Working with MDBs and have JBoss configured to allow five instances of a MDB. For this
discussion, let's say that there are three MDBs, all tied to their respective JMS
queues (JMS is storing messages in MySQL DB):
A
B
C
MDB A will forward five work requests to MDB B, MDB B will process them and then forward
to MDB C. MDB C is essentially a filter to ensure that all five requests are complete,
and the perhaps forwarding to another mdb, sending an email, whatever (i.e. completion
task).
Now, here's my problem... it's possible for MDB B to receive it's five work
requests (from MDB A) at the same time, complete them at the same time and forward to MDB
C at the same time, so is it possible for MDB C to effectively check if all requests are
complete? (i.e. if req1 && req2... && req5)

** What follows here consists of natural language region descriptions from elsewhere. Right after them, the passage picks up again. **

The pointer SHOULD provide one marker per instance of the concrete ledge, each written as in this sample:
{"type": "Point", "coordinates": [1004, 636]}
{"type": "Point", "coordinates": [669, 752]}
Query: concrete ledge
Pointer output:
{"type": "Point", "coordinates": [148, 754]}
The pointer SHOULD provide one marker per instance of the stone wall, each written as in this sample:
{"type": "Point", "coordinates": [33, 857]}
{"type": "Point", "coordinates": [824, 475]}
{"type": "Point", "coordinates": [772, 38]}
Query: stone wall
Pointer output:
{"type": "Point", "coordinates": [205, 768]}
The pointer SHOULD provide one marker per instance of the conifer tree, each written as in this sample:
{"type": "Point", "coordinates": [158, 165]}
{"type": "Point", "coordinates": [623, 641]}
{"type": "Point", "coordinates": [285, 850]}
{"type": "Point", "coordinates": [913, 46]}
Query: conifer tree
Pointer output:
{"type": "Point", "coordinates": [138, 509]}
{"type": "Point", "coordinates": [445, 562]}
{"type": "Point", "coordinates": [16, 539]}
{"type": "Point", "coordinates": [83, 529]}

Somehow now it seems to work if MDB C queries the objects via persistence, that MDB B
worked on... i.e. check req[n] status from DB. It appears that the first four requests
drop off and then the fifth one processes, but I want to understand why.
If the five instances are running at the same, how can any of the MDB C 'checks'
pass? For my thinking, they should all pass, as all MDB B work requests are complete, or
they would all fail. Unless somehow one lags behind just enough to be 'last' which
causes the first four checks to fail but allows the 'last' check to pass, I'm
a little confused as to how only one check can pass.

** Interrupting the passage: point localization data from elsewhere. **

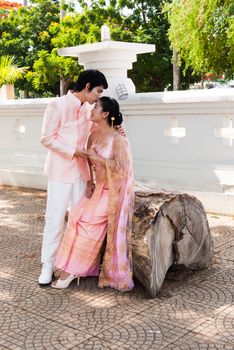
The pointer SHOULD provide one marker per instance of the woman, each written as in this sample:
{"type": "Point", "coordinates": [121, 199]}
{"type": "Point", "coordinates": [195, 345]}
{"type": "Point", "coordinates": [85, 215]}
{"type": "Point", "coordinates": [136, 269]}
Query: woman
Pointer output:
{"type": "Point", "coordinates": [107, 214]}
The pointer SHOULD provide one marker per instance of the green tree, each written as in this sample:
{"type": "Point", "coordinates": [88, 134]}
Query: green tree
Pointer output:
{"type": "Point", "coordinates": [24, 33]}
{"type": "Point", "coordinates": [202, 32]}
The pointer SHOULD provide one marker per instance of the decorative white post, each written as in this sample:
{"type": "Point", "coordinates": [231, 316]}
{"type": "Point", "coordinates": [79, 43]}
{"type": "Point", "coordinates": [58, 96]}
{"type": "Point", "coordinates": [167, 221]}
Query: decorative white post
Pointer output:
{"type": "Point", "coordinates": [113, 58]}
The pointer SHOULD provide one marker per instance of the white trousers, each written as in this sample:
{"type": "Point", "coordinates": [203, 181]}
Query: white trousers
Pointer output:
{"type": "Point", "coordinates": [60, 197]}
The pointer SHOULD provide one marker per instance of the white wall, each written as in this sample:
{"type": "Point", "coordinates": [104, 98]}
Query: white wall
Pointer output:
{"type": "Point", "coordinates": [202, 162]}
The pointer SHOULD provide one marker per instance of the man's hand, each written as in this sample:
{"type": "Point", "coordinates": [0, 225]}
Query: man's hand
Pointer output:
{"type": "Point", "coordinates": [120, 130]}
{"type": "Point", "coordinates": [82, 154]}
{"type": "Point", "coordinates": [92, 154]}
{"type": "Point", "coordinates": [90, 189]}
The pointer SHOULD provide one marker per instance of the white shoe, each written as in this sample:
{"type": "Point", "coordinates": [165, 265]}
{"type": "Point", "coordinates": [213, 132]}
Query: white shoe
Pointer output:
{"type": "Point", "coordinates": [62, 284]}
{"type": "Point", "coordinates": [46, 275]}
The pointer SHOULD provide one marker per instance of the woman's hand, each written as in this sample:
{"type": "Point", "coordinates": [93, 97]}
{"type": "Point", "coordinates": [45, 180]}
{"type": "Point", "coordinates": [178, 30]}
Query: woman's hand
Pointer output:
{"type": "Point", "coordinates": [92, 154]}
{"type": "Point", "coordinates": [95, 158]}
{"type": "Point", "coordinates": [82, 154]}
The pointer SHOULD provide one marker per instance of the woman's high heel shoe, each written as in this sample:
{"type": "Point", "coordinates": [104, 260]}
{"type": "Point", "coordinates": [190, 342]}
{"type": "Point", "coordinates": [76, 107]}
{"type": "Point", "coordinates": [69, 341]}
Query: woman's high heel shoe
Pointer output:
{"type": "Point", "coordinates": [62, 284]}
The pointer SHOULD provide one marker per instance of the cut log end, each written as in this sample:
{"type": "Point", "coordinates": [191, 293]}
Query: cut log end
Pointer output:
{"type": "Point", "coordinates": [168, 228]}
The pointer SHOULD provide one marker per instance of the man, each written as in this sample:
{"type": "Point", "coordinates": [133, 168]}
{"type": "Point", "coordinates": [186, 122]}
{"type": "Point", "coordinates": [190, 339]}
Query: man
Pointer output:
{"type": "Point", "coordinates": [65, 130]}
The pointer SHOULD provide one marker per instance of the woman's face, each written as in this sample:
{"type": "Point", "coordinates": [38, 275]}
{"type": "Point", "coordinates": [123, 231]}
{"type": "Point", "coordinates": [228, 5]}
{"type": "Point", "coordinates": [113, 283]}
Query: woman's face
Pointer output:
{"type": "Point", "coordinates": [97, 114]}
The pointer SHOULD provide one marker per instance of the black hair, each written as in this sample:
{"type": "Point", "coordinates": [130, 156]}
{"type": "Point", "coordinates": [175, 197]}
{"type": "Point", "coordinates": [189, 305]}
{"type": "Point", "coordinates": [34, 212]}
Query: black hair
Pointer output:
{"type": "Point", "coordinates": [91, 76]}
{"type": "Point", "coordinates": [111, 105]}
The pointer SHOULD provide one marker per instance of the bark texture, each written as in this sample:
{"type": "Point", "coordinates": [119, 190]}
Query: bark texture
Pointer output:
{"type": "Point", "coordinates": [168, 228]}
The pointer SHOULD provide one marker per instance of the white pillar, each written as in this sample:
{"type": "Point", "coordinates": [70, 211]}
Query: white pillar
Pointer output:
{"type": "Point", "coordinates": [114, 59]}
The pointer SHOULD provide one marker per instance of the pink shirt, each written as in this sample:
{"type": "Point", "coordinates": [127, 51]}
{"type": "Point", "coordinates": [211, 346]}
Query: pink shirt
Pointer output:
{"type": "Point", "coordinates": [66, 127]}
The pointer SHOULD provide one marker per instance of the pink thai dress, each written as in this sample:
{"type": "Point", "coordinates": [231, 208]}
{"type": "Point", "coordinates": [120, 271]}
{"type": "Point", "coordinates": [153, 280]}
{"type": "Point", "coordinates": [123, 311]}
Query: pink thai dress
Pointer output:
{"type": "Point", "coordinates": [106, 215]}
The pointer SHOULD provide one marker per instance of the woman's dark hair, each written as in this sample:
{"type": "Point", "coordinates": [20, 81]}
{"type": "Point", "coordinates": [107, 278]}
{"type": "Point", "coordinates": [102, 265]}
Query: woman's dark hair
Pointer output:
{"type": "Point", "coordinates": [111, 105]}
{"type": "Point", "coordinates": [91, 76]}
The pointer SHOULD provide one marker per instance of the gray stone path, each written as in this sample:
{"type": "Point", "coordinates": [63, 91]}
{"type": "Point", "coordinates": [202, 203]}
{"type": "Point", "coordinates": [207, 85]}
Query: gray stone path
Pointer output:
{"type": "Point", "coordinates": [194, 311]}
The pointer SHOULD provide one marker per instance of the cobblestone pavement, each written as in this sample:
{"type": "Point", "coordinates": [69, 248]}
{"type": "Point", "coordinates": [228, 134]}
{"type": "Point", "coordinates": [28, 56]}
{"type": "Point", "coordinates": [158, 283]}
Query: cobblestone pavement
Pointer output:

Also, there is a requests group object which all work requests pertain to, i.e.
requestManager is the parent to work request[n]. Currently, MBD C will check if all work
requests, five in this example, are complete and update the status of the requestManager
to complete. I have transaction management wrapped around each MDB so the update of the
requestManager shouldn't be commited to the DB until MDB C has completed. Now, in MDB
C its' first validation check is to see if the requestManger status is NOT complete,
if already complete there's nothing to 'check' - so it returns. Now for this
to work the only explanation I can think of is that the persistence is caching the
requestManager so if five instances of MDB C are checking the status of the
requestManager, remember that each MDB C is inside it's own transaction, they must be
refencing the same instance of the requestManager.
I'm using Hibernate and from my understanding, it shouldn't share instances across
transactions, i.e. if each MDB C instance is wrapped in it's own transaction, how can
they share requestManager which is taken from the persistence layer (MDB C asks hibernate
for the requestManger)?
Again, unsure if this is the right place for such a post.